While I would still prefer the freedom to just keep my children home without needing to request permission from the authorities (who IS the ultimate authority in our children’s livee, after all - is it really the State?), it is reassuring to know that at this stage we still do have the freedom to take a very non-conformist approach to education. Long may it remain so.

10.17.07

Lecture - Take Two

Posted in ramblings at 8:00 am by Rach

Does watching Rob Bell DVDs count as lectures? I think so!

I watched Rhythm, Noise, Trees, Sunday and Rain last night. I want to watch them all again and mull over what they say.
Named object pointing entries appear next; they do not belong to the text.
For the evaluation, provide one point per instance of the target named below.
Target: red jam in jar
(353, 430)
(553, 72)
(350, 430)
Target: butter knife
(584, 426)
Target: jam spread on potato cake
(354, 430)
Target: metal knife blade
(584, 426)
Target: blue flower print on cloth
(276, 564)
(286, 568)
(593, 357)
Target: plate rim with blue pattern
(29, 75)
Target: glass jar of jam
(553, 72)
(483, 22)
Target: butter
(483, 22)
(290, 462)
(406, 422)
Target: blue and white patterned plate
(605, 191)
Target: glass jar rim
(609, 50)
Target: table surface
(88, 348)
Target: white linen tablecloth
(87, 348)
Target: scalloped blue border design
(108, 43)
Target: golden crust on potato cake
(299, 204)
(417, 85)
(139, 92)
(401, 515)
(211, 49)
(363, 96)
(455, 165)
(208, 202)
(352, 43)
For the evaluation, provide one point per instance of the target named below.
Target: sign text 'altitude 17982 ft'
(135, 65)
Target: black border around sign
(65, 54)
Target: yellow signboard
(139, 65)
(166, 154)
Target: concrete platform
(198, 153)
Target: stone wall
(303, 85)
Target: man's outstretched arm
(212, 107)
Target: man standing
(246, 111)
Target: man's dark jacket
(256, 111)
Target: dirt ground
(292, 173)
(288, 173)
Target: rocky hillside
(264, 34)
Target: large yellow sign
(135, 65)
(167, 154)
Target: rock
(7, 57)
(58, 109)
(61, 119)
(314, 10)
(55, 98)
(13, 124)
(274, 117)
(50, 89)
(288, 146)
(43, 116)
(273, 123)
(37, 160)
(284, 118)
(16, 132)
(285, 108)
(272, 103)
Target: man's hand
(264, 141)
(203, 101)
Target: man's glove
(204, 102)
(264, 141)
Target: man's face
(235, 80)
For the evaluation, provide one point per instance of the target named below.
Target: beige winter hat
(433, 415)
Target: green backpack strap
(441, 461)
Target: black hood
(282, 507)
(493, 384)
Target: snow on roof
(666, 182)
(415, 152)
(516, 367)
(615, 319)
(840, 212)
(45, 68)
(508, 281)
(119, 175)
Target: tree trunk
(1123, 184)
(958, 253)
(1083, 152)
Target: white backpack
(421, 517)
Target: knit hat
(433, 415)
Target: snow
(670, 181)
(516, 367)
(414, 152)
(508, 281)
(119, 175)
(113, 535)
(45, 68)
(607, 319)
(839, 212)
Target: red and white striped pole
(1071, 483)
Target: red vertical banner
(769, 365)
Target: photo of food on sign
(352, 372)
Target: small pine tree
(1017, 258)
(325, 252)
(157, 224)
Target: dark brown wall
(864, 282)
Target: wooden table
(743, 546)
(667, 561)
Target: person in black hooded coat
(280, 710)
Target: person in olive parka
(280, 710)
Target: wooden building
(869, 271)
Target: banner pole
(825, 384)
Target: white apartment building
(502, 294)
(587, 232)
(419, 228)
Maybe that’s the Scholar starting to come out - it’s not enough that I watched and had a “Oh yeah, I relate to what he’s saying” gut level response. I want to watch again and take notes! And change.

Reviews will follow ;-)

10.13.07

lecture

Posted in ramblings at 8:24 am by Rach

not what I do to the kids ;-)
or even at them!!!

I went to one.
Well, Almost.
It felt ever-so-TJEd-ish.

Even if it was in my own lounge and I was ironing new quilting fabric for the duration!

I listened to the first and a half CD by Oliver and Rachel DeMille - the ones that go with the Core and Love Of Learning booklet. It was so good to *listen* to them chat.
Now I can enter it in my Lecture Record.

But before I do that I’ll need to remember something of significance to record! It was too hard to take notes AND iron at the same time.

* recognise the seasons and work with them
* do “Sundays”
* be intentional

Nothing “aha” - more “yes, I agree with that, despite not doing it and need a kick into gear to make it happen”.

ALSO, very exciting…….last night I spent the evening with a friend and we got to chatting about reading books and discussing them together. She wants to do it. The reading group is beginning.

10.11.07

my seventh monsoon

Posted in review at 6:28 am by Rach

I made up a little rule that I could read a TJEd book one week, and then a *book of my choosing* the next week so that I actually get through the books I simply want to read as well as the ones I want to read for TJEd. I’m meant to be on to the next TJEd book, but it hasn’t arrived on my doorstep yet, so I’ve picked up an autobiography of a friend’s friend who has spent many years in Nepal. It’s proving to be an interesting read - well written, informative, insightful, with an interesting seasons metaphor running through it. I stumbled when when she suggested if you live in Nepal you are thrust into thinking about what you do with your life, what matters etc….whereas if you live in Australia (or, I suppose, New Zealand) you just live your life and don’t ask the big questions. “Speak for yourself,” I found myself  accusing her much as I had felt she was accusing me! And I realised she was speaking for herself! She needed God to take her to Nepal to make her question what matters, what’s important. While I would appreciate her not assuming I don’t ask those questions in suburban New Zealand, I accept this is *her* book, her story. In fact, by the end of the book I was no longer so concerned about that one paragraph near the beginning! 

Entitled “my seventh monsoon”, Naomi Reed documents the lessons she learns about God’s purposes and herself as she journies through the seasons of life.